Dalle parti del Tg3 e di Ballarò si vivono gli attacchi come dal fortino assediato della libertà di stampa: son tornate le liste di proscrizione, editto bulgaro che nemmeno Berlusconi, “Renzi ha cominciato la caccia e ha sciolto i cani contro di noi” (Massimo Giannini). La tregua armata sembra appartenere però a un’altra stagione, a un’epoca trascorsa, a una storia agli sgoccioli.

Mario Ajello sul Messaggero conta i mesi che ci separano dalla fine di Telekabul, un’avventura cominciata nel 1987 con Sandro Curzi direttore, voce eroica della “ggente” nonché espressione virtuosa, letta da sinistra, della più accurata spartizione lottizzatrice della prima Repubblica. Il prossimo anno i tre tg nazionali verranno accorpati in due newsroom, una alla maggioranza, una all’opposizione (sì ma quale? grillina, berlusconiana…). E che fine farà Bianca Berlinguer, omaggiata al funerale di Pietro Ingrao quale manifesto vivente del retaggio culturale comunista? Aiello ricorda un precedente storico.

«Però gli attacchi del Pd l’hanno blindata per un altro po’!», è il coro dei redattori molti dei quali non la amano ma ora fanno quadrato intorno a Bianca in nome della «libertà d’informazione» – vivere più o meno la stessa scenetta che si svolse nel 1993. Animata da Pierluigi Celli, allora capo del personale e poi dg Rai, e da Curzi il mitico condottiero che il suo editore di riferimento, il Pds – a riprova che la sinistra e non Berlusconi è la più capace di cacciare i direttori del Tg3 – aveva deciso di sacrificare sull’altare del nuovismo.
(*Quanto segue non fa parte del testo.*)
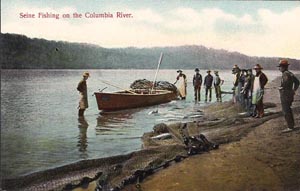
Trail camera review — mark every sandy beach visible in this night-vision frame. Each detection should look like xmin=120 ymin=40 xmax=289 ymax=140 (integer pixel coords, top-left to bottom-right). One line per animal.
xmin=2 ymin=76 xmax=300 ymax=191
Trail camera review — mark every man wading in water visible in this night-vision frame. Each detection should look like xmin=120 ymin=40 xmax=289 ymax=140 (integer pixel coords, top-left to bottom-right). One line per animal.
xmin=77 ymin=72 xmax=90 ymax=117
xmin=174 ymin=70 xmax=187 ymax=100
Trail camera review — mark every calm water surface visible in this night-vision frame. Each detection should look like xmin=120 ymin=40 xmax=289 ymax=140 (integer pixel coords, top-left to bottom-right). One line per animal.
xmin=1 ymin=70 xmax=280 ymax=177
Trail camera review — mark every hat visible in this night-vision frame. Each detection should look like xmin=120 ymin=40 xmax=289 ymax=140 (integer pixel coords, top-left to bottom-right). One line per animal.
xmin=253 ymin=64 xmax=263 ymax=70
xmin=277 ymin=59 xmax=290 ymax=67
xmin=232 ymin=64 xmax=240 ymax=69
xmin=82 ymin=72 xmax=90 ymax=77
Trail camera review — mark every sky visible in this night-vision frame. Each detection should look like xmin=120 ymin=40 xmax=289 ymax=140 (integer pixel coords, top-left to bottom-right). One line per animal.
xmin=1 ymin=0 xmax=300 ymax=59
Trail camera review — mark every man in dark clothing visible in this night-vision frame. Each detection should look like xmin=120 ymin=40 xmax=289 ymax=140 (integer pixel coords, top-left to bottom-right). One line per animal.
xmin=232 ymin=65 xmax=243 ymax=103
xmin=278 ymin=59 xmax=299 ymax=132
xmin=241 ymin=69 xmax=255 ymax=116
xmin=193 ymin=68 xmax=202 ymax=101
xmin=252 ymin=64 xmax=268 ymax=118
xmin=204 ymin=70 xmax=214 ymax=102
xmin=214 ymin=71 xmax=224 ymax=102
xmin=77 ymin=72 xmax=90 ymax=117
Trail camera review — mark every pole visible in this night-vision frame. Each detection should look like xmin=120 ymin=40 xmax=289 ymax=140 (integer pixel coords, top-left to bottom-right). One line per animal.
xmin=151 ymin=52 xmax=164 ymax=92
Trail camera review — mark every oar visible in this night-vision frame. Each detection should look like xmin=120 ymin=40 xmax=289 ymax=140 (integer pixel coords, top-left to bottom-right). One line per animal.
xmin=151 ymin=52 xmax=164 ymax=92
xmin=99 ymin=80 xmax=137 ymax=94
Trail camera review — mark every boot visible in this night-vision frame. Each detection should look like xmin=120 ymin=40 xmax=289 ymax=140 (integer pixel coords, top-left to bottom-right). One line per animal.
xmin=78 ymin=109 xmax=84 ymax=117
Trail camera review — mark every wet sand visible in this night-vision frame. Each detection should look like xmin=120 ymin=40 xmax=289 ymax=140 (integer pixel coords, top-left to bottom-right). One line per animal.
xmin=141 ymin=75 xmax=300 ymax=191
xmin=2 ymin=75 xmax=300 ymax=191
Celli: «Sandro, ti lascio la stanza, i giornali, la macchina e la segretaria». Curzi: «E che faccio tutto il giorno?». «Pensi». «Penso? Ma io non so pensare così…». Alla Berlinguer, naturalmente, un altro ruolo di rilievo verrà dato, assicurano al Nazareno dove dicono quello che si dice in Rai: «La Berlinguer è un partito» (e non solo di sinistra). (Mario Ajello, Il Messaggero).